The Evolution of the 60/40 Portfolio: The Role of Bitcoin

Nov 14, 2024 at 11:57 AM
The traditional 60/40 portfolio, which once served as the ideal vehicle for the analog economy by ensuring growth from equities and bonds to manage risk, is now facing a new era. In the past, equities provided the much-needed returns in good times, while bonds captured the drawdowns in bad times. However, with inflation above 2% and high interest rates on the horizon, it's time to reassess this classic portfolio structure.

Unlock the Potential of the 60/40 Portfolio with Bitcoin

Equities and Bonds in the Traditional 60/40 Portfolio

The traditional 60/40 portfolio is split into equities (60%) and fixed income (40%).
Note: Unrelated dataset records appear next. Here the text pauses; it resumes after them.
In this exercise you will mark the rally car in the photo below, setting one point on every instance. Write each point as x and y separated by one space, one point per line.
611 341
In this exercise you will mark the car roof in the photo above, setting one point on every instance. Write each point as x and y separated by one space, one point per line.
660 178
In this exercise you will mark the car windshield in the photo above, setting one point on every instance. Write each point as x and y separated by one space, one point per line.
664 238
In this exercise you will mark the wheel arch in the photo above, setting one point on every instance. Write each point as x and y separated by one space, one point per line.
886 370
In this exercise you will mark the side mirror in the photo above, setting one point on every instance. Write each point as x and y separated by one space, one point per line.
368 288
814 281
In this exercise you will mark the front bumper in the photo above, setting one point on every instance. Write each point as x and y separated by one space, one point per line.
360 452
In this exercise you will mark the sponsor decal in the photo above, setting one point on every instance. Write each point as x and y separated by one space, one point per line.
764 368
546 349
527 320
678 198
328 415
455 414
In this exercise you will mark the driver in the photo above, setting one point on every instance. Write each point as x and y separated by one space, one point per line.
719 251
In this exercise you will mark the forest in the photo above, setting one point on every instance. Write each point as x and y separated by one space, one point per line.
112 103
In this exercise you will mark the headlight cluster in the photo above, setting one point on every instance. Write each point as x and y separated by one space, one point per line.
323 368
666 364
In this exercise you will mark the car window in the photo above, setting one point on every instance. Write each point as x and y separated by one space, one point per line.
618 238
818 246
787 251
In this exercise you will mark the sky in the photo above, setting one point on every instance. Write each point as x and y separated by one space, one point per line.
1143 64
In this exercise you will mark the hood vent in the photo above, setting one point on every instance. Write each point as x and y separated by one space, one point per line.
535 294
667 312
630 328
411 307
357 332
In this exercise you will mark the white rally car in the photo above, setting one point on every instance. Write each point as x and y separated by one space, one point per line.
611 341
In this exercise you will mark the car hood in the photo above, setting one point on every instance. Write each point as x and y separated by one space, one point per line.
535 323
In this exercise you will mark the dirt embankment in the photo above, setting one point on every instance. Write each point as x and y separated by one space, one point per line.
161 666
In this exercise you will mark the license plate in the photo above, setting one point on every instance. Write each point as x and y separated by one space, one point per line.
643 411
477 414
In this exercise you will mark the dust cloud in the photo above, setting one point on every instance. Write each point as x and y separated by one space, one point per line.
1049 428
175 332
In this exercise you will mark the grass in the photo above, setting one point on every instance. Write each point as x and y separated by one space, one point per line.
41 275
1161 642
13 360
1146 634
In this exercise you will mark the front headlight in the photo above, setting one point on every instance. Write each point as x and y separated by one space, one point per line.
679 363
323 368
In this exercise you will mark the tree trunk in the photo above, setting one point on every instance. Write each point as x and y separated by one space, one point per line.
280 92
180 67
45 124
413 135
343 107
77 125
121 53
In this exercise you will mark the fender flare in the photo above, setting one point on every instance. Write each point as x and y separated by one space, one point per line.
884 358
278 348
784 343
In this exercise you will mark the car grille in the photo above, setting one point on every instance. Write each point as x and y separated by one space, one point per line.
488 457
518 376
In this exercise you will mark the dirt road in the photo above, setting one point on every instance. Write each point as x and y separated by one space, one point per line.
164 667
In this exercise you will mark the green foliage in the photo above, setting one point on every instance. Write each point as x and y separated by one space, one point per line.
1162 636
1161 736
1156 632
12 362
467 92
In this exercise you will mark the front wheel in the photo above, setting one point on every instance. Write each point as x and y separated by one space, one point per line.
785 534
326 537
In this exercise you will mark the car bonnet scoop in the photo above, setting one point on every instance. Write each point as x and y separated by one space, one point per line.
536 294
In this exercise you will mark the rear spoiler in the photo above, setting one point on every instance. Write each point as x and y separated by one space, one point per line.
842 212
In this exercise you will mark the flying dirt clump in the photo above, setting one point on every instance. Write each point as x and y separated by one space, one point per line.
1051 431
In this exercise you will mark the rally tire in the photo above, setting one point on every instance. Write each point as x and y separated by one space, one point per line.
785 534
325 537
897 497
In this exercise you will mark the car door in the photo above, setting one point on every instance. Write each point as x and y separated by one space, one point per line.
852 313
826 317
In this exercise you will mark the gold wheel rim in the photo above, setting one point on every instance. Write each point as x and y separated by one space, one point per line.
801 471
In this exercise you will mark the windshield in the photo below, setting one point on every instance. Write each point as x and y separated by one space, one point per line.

This division was designed to create a diversified and balanced portfolio, managing both risk and growth simultaneously. For example, in the MSCI World Index, iShares Core MSCI World UCITS ETF USD was chosen for equities. In the FTSE World Government Bond – Developed Markets index, Xtrackers Global Sovereign UCITS ETF 1C EUR hedged was selected for bonds. Since 2014, an initial investment of euro 10,000 ($10,500) has essentially doubled in 10 years, showing decent returns.However, as global interest rates have continued to decline in the last four decades, bonds have thrived, especially during the post-2008 zero-rate policy environment. But since 2021, interest rates have risen, and bonds have suffered significant drawdowns. Take the BlackRock iShares 20-plus Year Treasury Bond ETF (TLT) as an example; it has witnessed a 54% drawdown from its 2020 peak to the 2023 trough.
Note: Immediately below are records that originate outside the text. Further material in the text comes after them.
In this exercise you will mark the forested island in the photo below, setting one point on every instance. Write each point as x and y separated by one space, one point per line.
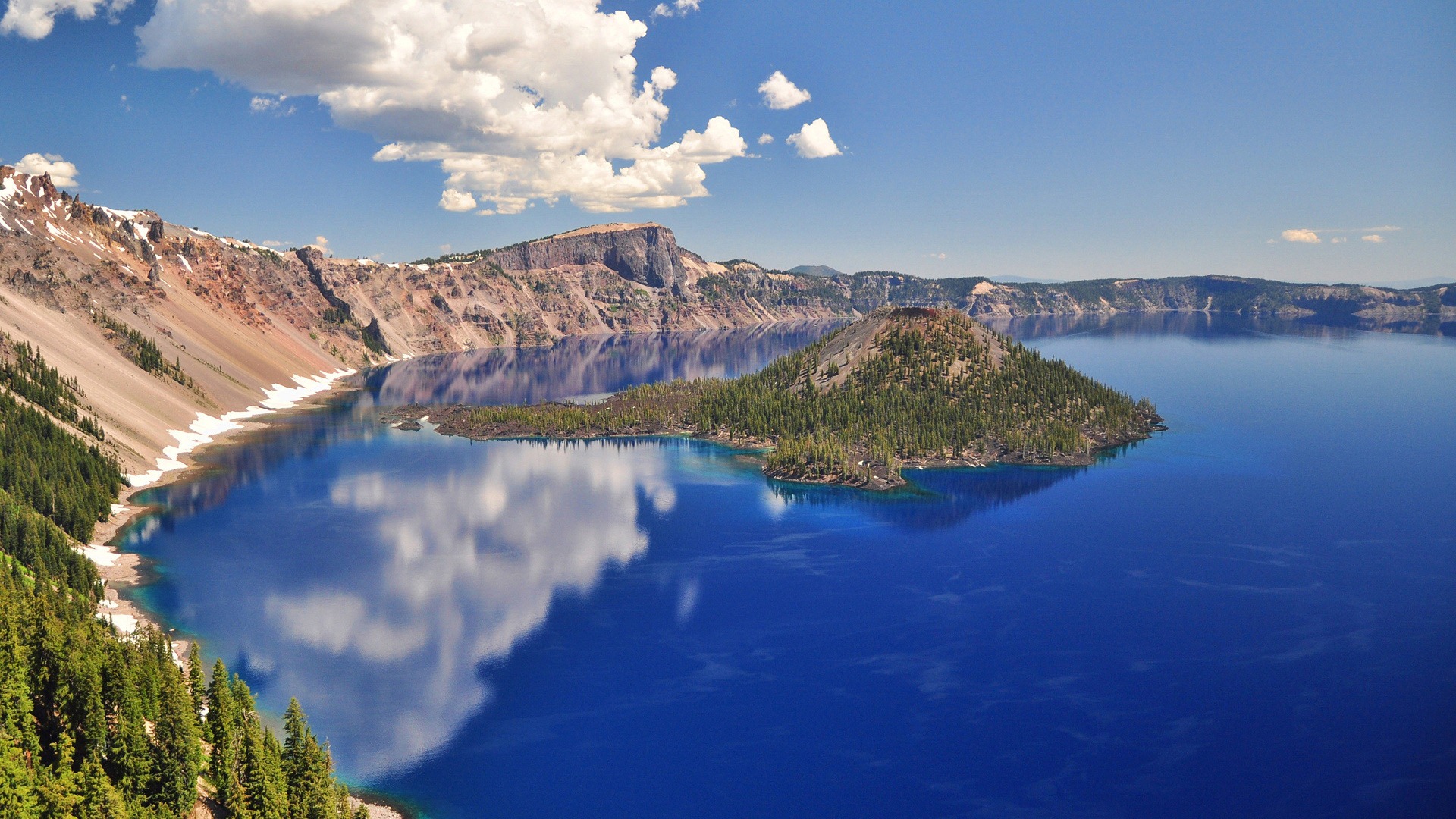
902 387
99 725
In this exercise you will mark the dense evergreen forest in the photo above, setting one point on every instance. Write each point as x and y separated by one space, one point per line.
900 385
96 725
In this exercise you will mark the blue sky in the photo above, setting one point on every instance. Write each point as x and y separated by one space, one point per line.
977 139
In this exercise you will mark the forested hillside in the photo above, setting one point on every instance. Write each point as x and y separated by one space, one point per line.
900 385
95 725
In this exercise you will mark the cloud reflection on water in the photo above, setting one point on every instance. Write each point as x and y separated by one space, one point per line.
463 563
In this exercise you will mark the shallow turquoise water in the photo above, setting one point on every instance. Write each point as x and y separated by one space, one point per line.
1253 614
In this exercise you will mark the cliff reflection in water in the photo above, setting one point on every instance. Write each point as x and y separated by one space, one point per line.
573 368
588 365
1212 327
375 592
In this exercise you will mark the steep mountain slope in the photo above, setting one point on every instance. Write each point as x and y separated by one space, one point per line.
175 334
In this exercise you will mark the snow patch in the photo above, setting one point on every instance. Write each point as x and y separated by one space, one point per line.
98 554
128 215
124 624
206 428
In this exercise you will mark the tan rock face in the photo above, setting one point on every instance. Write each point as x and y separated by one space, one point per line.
239 318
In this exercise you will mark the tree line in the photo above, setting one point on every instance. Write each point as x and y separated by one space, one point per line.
941 388
95 725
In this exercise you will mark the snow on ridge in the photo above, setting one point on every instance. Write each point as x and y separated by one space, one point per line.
114 213
207 428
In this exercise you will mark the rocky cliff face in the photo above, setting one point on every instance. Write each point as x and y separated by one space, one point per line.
645 254
232 316
88 284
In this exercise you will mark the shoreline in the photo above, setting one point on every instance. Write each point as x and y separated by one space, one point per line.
121 570
414 417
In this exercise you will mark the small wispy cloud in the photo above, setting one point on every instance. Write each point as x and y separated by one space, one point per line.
1302 235
271 105
677 9
456 202
63 174
1310 235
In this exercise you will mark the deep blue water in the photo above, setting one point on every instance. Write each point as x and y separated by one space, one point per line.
1253 614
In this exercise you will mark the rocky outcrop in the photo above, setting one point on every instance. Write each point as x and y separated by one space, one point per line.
645 254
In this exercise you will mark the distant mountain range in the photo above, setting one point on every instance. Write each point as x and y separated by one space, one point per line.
159 322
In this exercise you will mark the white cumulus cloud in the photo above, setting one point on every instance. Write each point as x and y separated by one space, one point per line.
34 19
456 202
781 93
270 105
517 102
677 9
63 174
813 140
1302 235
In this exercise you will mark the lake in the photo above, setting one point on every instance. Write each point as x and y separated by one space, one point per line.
1253 614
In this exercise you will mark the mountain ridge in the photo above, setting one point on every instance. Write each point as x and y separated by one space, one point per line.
229 325
900 387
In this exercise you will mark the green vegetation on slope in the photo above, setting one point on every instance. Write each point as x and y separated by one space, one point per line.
53 471
25 373
99 726
143 352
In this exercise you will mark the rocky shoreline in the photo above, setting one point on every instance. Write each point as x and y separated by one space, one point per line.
456 422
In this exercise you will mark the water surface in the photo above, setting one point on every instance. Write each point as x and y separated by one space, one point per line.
1253 614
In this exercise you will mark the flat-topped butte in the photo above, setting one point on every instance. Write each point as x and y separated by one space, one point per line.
900 387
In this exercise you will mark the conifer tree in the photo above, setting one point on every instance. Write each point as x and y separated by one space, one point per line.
197 684
175 748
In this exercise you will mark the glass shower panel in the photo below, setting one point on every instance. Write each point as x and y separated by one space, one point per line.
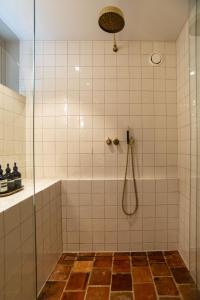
198 137
17 211
194 43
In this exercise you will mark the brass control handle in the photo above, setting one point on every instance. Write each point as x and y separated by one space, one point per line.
116 142
108 141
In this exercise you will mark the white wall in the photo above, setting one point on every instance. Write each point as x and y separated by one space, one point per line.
12 129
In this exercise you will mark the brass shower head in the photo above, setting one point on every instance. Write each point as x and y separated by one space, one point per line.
111 20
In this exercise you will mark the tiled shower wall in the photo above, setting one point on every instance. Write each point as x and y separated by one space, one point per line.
93 219
85 93
12 129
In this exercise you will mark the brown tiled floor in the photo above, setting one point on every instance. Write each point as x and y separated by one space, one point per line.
120 276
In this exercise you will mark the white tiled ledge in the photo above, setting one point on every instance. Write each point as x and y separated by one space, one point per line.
9 201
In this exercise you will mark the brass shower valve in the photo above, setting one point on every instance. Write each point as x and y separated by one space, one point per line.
116 141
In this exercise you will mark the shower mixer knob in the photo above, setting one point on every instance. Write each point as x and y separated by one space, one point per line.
116 141
108 141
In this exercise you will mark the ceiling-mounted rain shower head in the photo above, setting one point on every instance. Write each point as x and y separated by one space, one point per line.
111 20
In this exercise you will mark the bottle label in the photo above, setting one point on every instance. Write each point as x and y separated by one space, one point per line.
3 186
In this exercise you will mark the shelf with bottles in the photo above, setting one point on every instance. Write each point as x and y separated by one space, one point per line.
10 182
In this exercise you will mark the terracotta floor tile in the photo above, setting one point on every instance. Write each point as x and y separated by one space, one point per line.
174 259
82 266
86 254
69 261
165 286
52 290
121 296
189 292
156 256
121 266
104 254
100 277
169 298
139 261
97 293
121 255
141 274
85 258
144 291
182 275
160 269
60 273
69 256
77 281
121 282
73 296
138 253
103 262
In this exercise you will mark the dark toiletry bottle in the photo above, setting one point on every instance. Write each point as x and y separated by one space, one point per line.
17 177
10 178
3 182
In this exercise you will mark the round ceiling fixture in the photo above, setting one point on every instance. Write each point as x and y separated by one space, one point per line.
111 19
156 58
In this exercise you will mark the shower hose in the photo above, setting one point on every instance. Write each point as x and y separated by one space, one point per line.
130 149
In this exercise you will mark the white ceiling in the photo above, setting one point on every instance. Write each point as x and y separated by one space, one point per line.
78 19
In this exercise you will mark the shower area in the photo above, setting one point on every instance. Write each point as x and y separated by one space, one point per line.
101 115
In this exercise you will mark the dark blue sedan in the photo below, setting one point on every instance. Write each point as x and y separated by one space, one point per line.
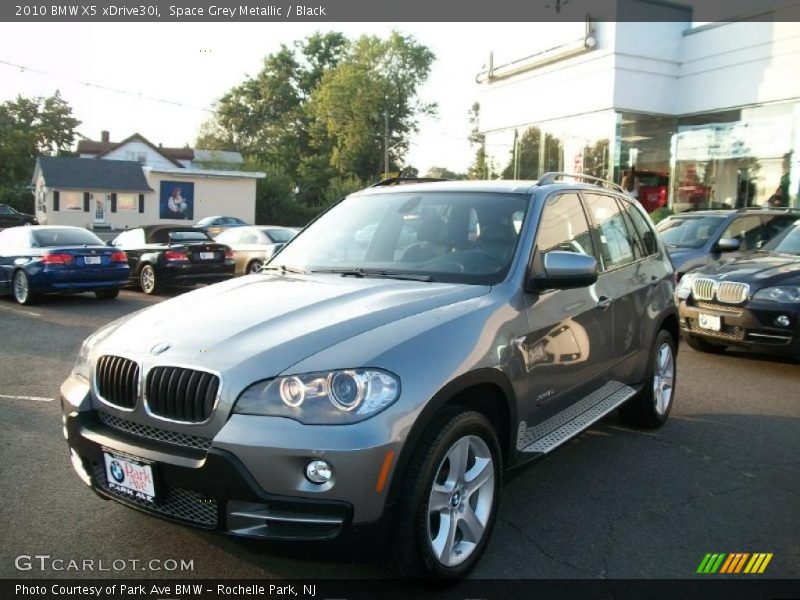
42 260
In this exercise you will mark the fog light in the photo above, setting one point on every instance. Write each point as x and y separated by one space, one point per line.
318 471
77 464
The Impact of Bitcoin on the 60/40 Portfolio

Adding bitcoin to a 60/40 portfolio can significantly increase returns. When we analyze different bitcoin allocations within the portfolio, we see that as the allocation increases, so does the return. For instance, a 1% allocation in bitcoin leads to a 0.5% decrease in both equities and bonds to maintain the split. But a 10% bitcoin allocation yields over euro 70,000 ($73,000), more than a 3x return compared to the traditional equity allocation. Just for fun, adapting the original 60/40 portfolio to include 60% equities and a 40% bitcoin allocation instead of bonds shows a whopping 50x return of nearly euro 500,000 ($526,000).Bitcoin's risk-off monetary properties, such as having no CEO or central point of failure, make it a diversified entity within the 60/40 portfolio. It also provides greater annual returns than gold since its inception. For example, Bitcoin Breaks $64K While Gold Soars and the ETH/BTC Ratio Slid to Lowest Since April 2021 highlight the unique characteristics of bitcoin.

The Changing Landscape of Inflation and Interest Rates

The U.S. Consumer Price Index (CPI) inflation year-over-year has been above the Federal Reserve's mandate of 2% since February 2021. As of Nov. 13, CPI inflation was 2.6%, a 0.2% increase from the previous month. This inflationary environment has put pressure on traditional portfolios. Interest rates globally have also continued to rise, affecting bond prices. Beating inflation has become a crucial goal for investors worldwide, as seen in the bond market where the U.S. 10-year yield climbed to its highest level since July after the Fed's first rate cut in September, now at 4.4% from 3.6%, crushing bonds.In conclusion, the 60/40 portfolio is undergoing a transformation, and bitcoin is emerging as a potential game-changer. By carefully considering the role of bitcoin within the portfolio, investors may be able to achieve better returns in this new economic environment.